LLM incident response template
A ready-to-adapt incident response template for LLM applications - severity levels, the first 15 minutes, mitigation levers unique to LLMs, and a post-mortem structure.
LLM apps fail in ways classical services don’t: a prompt edit tanks quality, a provider ships a model update overnight, an injection makes the agent misbehave, or a traffic spike triples the bill. Your normal incident process mostly applies - but the levers are different. Here’s a template to adapt.
Severity levels
Define these before you need them:
| Sev | Example | Response |
|---|---|---|
| SEV1 | Harmful output, data leak, or agent taking wrong actions at scale | All-hands, immediate mitigation, comms |
| SEV2 | Quality regression affecting many users; cost runaway | On-call owns, mitigate within the hour |
| SEV3 | Degraded latency, elevated error/refusal rate | Triage in business hours |
The LLM-specific additions to your usual list: harmful/unsafe output, prompt-injection exploitation, hallucination spike, and cost runaway.
The first 15 minutes
1. STOP THE BLEEDING
- Roll back the last prompt / model / config change (one step - you versioned it)
- If an agent is taking actions: disable the high-risk tools / force approval mode
- If cost runaway: enable hard rate limits / budget cap
2. CONFIRM SCOPE
- Which feature, which prompt_version, since when?
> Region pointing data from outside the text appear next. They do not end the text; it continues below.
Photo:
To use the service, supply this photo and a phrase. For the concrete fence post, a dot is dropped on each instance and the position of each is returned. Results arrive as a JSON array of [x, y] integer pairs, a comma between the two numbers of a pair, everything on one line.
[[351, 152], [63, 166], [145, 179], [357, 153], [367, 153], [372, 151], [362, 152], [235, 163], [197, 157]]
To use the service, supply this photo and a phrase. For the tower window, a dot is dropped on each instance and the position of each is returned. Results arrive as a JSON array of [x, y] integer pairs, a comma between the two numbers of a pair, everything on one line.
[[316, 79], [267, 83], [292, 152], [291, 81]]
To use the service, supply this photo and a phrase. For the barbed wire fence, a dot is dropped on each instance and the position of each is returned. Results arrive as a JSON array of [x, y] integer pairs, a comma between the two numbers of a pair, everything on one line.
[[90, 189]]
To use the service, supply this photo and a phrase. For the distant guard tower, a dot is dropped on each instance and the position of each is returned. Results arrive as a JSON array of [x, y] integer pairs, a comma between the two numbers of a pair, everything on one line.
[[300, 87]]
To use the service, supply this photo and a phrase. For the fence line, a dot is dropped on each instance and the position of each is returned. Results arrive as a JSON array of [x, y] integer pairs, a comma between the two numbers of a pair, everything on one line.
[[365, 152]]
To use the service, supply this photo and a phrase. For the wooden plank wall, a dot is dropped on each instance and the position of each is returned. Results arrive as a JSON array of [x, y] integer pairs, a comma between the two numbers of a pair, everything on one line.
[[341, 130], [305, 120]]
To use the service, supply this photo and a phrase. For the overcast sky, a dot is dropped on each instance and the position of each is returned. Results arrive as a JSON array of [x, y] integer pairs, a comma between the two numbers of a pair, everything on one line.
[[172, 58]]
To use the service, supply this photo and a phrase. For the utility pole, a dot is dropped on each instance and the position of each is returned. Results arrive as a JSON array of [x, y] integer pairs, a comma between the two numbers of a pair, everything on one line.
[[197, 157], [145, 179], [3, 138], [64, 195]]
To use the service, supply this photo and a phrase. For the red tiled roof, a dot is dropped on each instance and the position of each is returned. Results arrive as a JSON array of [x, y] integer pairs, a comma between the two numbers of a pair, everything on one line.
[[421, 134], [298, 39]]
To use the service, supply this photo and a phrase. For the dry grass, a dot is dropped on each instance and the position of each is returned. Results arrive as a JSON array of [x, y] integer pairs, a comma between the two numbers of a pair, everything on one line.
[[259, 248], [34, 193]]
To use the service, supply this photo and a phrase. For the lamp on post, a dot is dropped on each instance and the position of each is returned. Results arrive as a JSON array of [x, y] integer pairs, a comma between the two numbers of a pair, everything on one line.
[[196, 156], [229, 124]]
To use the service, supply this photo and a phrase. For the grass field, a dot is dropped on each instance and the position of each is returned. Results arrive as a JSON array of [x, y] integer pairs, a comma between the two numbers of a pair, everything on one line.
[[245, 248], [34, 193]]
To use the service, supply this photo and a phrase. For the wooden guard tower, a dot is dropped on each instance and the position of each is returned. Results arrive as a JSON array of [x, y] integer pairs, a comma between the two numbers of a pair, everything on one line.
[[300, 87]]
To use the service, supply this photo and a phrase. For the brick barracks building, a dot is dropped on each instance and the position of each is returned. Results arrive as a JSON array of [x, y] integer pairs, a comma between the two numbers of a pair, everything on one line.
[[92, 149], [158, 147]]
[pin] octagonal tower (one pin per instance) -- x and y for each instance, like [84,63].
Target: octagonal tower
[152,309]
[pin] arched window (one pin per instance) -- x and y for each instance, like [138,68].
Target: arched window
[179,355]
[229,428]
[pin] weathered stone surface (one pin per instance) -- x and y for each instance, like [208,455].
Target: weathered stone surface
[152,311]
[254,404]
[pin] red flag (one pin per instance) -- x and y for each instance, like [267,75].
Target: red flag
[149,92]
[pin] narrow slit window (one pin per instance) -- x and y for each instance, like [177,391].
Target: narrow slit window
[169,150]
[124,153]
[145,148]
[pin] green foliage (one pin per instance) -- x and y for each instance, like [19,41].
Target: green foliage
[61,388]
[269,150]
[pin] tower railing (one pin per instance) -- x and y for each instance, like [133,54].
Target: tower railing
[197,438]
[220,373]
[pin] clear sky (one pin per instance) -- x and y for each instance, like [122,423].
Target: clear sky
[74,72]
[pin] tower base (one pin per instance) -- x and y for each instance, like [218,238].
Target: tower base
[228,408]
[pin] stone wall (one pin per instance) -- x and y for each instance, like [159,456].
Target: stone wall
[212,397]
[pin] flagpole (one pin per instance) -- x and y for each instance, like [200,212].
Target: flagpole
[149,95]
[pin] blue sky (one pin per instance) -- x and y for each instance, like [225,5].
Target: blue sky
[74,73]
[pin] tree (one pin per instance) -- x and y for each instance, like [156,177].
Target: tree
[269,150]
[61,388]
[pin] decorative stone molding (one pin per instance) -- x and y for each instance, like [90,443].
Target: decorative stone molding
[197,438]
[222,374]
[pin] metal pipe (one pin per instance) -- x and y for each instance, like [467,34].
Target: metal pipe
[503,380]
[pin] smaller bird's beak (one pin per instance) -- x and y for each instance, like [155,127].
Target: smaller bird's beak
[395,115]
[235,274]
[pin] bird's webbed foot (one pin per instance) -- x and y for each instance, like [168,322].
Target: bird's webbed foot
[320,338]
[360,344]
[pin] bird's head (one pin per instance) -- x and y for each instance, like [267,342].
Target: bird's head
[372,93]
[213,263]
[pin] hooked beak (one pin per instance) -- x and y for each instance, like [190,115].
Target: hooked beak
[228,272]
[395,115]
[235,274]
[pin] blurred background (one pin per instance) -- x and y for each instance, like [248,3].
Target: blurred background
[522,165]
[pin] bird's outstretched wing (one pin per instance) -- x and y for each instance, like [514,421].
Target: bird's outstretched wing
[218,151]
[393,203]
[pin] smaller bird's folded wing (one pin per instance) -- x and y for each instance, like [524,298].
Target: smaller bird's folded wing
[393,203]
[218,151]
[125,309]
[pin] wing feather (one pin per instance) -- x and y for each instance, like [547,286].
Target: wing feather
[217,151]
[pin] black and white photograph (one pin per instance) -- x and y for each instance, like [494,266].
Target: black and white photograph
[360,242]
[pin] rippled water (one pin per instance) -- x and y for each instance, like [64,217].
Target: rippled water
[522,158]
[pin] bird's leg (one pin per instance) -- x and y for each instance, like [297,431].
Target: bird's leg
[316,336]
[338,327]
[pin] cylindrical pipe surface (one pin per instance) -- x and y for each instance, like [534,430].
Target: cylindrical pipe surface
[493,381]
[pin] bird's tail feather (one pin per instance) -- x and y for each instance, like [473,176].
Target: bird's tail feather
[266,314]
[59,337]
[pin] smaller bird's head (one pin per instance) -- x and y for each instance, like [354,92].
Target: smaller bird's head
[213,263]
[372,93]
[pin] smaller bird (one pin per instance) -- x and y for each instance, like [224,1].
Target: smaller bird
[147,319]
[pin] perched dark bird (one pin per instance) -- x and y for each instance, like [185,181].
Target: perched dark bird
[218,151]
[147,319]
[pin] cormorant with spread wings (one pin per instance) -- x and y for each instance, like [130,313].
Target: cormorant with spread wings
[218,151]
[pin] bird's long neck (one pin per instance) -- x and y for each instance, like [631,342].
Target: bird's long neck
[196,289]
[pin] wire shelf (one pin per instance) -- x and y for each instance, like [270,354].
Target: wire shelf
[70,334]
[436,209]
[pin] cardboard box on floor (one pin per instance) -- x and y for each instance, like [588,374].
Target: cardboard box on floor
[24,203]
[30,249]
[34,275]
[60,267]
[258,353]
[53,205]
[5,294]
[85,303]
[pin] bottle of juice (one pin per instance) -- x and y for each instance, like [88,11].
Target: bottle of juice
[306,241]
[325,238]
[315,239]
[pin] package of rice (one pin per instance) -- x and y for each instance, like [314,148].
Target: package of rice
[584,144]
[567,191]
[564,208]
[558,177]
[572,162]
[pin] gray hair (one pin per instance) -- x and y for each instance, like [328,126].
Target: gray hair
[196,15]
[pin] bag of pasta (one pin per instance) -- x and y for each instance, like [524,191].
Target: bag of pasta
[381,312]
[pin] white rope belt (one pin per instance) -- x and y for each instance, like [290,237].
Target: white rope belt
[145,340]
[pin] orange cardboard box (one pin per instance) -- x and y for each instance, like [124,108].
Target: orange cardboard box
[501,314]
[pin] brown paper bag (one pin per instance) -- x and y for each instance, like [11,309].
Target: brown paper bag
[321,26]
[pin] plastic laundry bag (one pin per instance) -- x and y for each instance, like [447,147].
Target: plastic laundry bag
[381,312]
- Pull traces for affected requests; check what changed (deploy log, provider status)
3. COMMUNICATE
- Open the incident channel, assign a lead, post a one-line status
The first move is almost always revert to the last known-good version. The ability to do that in one step is why versioning and one-step rollback are non-negotiable in the Production Checklist.
Mitigation levers unique to LLMs
- Roll back the prompt/model/config - the fastest fix for a quality or behaviour regression.
- Switch the model / provider - if a provider update or outage is the cause and you have a gateway with fallback.
- Tighten guardrails - raise input/output filtering, force human-in-the-loop for the affected workflow.
- Disable tools or enable approval mode - for agents taking wrong actions.
- Cap cost - hard rate limits and budget alerts to stop a runaway bill.
- Fail safe - degrade to a canned response or human handoff rather than serving bad output.
What you need in place beforehand
An incident is the wrong time to discover you can’t see anything:
- Traces with
prompt_version, inputs and outputs, searchable. - A deploy/change log so you can correlate the incident with a change.
- A subscription to your providers’ status pages.
- A documented rollback path that on-call has actually practised.
Post-mortem structure
Blameless, and tuned for LLM causes:
- Summary & impact (who, how many, how long)
- Timeline (change → symptom → detection → mitigation → resolution)
- Root cause: prompt | model/provider | retrieval | data | infra | misuse
- Detection gap: why didn't an eval / alert catch this earlier?
- Action items:
- Add a regression case to the eval set
- Add / tune the alert that would have caught it
- Fix the rollback or guardrail gap
The most valuable output of any LLM incident is a new eval case and a new alert - so the same failure can never silently recur. Tie this into your governance layer and the regulated workflow blueprint if you operate under audit requirements.